Broadspire’s new CEO

With the appointment of Danielle Lisenby as CEO, Broadspire’s board affirmed the TPA’s focus on medical management, and served notice that the company will compete based on that focus.
Lisenby’s replacement as Broadspire SVP medical management is Erica Fichter, who has been with the company in various roles in and around medical management for years. Fichter’s reputation is one of a steady, seasoned professional with long experience in the industry.
With the re-emergence of medical cost as a primary driver of workers comp losses, the focus makes eminent sense. However, some “traditionalists” may view that focus as misplaced.
They’d be mistaken.
Managing medical is a whole lot more complicated than it was even a decade ago. Selecting and employing evidence-based clinical guidelines, meshing those guidelines with state rules and regulations, coordinating utilization review with bill review, knowing when and where to employ physician advisers, understanding the role of networks, and how and why they can be cost drivers (not cost reducers), employing speciality vendors who know dealing with PT requires a much different approach than managing facility expenses, these all require a level of sophistication and deep knowledge of medical trends that few pure claims execs or underwriters have.
When one adds to this the understanding that “medical drives indemnity”, it becomes obvious why medical management expertise is critically important.
For far too long, medical management has been an afterthought, a revenue generator, necessary evil, vendor-delivered function designed on the fly, poorly coordinated and haphazardly managed.
What does this mean for you?
Time to re-evaluate with an objective eye.


Apr
24

The necessary demise of Usual & Customary

As insurers abandon the traditional “usual and customary” metric in favor of Medicare’s rates for out of network reimbursement, consumers are getting hit with higher bills, and many are protesting.
That’s understandable; it’s also necessary.
The usual and customary reimbursement methodology is used to pay providers that aren’t in the member’s ‘network’; it is based on what other providers in the same area charge for the same procedures during the same time frame.

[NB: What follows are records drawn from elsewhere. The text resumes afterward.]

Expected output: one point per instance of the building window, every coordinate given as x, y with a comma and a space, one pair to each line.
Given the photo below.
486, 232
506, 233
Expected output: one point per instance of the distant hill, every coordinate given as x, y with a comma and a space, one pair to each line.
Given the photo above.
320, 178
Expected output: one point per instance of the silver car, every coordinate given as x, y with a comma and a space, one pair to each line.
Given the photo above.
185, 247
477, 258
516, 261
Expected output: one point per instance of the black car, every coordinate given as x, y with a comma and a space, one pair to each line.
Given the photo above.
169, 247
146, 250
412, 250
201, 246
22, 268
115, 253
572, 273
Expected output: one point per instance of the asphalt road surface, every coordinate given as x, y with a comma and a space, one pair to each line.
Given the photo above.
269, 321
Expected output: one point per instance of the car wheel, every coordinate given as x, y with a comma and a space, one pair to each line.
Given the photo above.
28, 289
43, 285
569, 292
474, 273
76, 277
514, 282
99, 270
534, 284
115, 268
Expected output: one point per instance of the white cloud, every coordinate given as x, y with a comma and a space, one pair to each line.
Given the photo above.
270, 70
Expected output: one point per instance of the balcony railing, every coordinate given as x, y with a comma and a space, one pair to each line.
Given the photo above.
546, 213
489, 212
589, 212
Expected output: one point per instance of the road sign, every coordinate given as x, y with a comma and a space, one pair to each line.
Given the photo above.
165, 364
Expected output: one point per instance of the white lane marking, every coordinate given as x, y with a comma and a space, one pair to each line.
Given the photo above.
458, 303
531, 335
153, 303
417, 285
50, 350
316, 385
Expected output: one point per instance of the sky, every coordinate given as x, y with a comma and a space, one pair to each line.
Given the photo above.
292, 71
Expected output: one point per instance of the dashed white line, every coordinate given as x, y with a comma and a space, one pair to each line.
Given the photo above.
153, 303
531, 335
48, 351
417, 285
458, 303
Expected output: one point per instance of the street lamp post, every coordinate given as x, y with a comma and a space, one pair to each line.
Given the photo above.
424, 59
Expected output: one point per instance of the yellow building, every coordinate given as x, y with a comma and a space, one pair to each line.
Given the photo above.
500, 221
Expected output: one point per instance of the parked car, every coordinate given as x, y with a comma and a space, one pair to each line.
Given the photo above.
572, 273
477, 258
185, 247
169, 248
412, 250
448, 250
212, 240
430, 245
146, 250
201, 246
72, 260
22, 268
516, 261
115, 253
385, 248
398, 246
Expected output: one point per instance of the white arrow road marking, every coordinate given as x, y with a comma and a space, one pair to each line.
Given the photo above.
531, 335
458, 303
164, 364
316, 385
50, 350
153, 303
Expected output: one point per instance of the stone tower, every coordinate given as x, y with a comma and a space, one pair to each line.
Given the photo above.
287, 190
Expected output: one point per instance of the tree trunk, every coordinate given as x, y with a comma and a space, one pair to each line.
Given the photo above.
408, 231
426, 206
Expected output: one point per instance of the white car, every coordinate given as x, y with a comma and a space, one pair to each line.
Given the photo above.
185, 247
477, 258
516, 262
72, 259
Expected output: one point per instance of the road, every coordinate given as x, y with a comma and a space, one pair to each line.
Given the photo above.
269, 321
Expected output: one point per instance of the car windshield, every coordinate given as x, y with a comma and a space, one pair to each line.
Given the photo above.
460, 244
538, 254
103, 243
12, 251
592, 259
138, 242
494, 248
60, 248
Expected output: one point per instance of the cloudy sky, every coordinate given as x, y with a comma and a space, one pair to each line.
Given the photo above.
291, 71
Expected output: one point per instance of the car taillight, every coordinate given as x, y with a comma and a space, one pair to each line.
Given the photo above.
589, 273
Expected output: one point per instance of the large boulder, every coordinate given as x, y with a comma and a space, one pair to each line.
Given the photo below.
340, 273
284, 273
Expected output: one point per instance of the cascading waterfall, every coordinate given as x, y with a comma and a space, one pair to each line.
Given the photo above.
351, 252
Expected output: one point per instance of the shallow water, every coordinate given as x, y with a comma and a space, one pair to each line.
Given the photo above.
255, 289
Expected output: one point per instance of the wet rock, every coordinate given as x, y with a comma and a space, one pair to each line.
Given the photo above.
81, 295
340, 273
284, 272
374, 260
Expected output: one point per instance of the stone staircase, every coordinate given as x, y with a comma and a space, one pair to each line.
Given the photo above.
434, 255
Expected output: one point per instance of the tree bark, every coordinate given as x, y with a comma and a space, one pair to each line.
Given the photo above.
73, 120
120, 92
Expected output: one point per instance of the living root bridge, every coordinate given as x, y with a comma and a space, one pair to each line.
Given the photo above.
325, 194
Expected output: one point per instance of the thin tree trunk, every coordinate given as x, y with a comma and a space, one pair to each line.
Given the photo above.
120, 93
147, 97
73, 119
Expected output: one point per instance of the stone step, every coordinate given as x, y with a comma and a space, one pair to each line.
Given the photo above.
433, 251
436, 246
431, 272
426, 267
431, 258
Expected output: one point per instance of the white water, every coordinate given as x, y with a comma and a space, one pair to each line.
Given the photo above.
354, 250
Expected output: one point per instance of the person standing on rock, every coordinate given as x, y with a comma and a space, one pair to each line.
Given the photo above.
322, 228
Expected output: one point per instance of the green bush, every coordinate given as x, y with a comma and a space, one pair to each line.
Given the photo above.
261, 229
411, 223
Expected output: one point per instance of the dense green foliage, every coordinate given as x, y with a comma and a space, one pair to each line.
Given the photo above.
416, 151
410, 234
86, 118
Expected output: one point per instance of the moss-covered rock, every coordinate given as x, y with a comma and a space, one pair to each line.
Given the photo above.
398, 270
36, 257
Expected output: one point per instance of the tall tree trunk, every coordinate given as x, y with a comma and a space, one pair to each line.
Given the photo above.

For decades providers have gamed the system by charging more and more every year for the same procedure, thereby ensuring they’ll get paid more next time for the same procedure.
Health plans, struggling to hold down costs, have finally given up, switching from U&C to a methodology based on Medicare’s RBRVS system, albeit one paying at 150% – 250% of Medicare – again for out of network care.
Many members have been surprised/shocked/dismayed/furious when they discover their share of the cost is much higher than they expected, and they’re blaming their insurer. While that’s understandable, it is also anger misplaced.
Members going out of network do so because they are either a)ignorant (our son just went to an OON provider for his elbow MRI…) or b) they want care from a specific physician(s). In the case of a), shame on us for not educating the young man on the intricacies of health plan contracts.
For b), it’s not quite so straightforward.
These folks chose to go out of network for the care they wanted, and that’s entirely their right. In so doing, they forewent the binding rates negotiated – on their behalf – by their insurer with in-network providers. If they’d stayed in network, their out-of-pocket costs would have been much, much lower.
I’ve pilloried insurers for years for their inability to do what they’re supposed to do as a matter of course – deliver quality care at a manageable cost. The change from the easily-gamed U&C system to one based on Medicare is an appropriate and necessary one. Yes, it’s also painful, but controlling health care costs is going to be ever-more-painful, requiring all of us to choose between increasingly-distasteful choices – higher premiums or more access.

Now I’ve got to go spend some quality time with our son explaining all this. Yippee.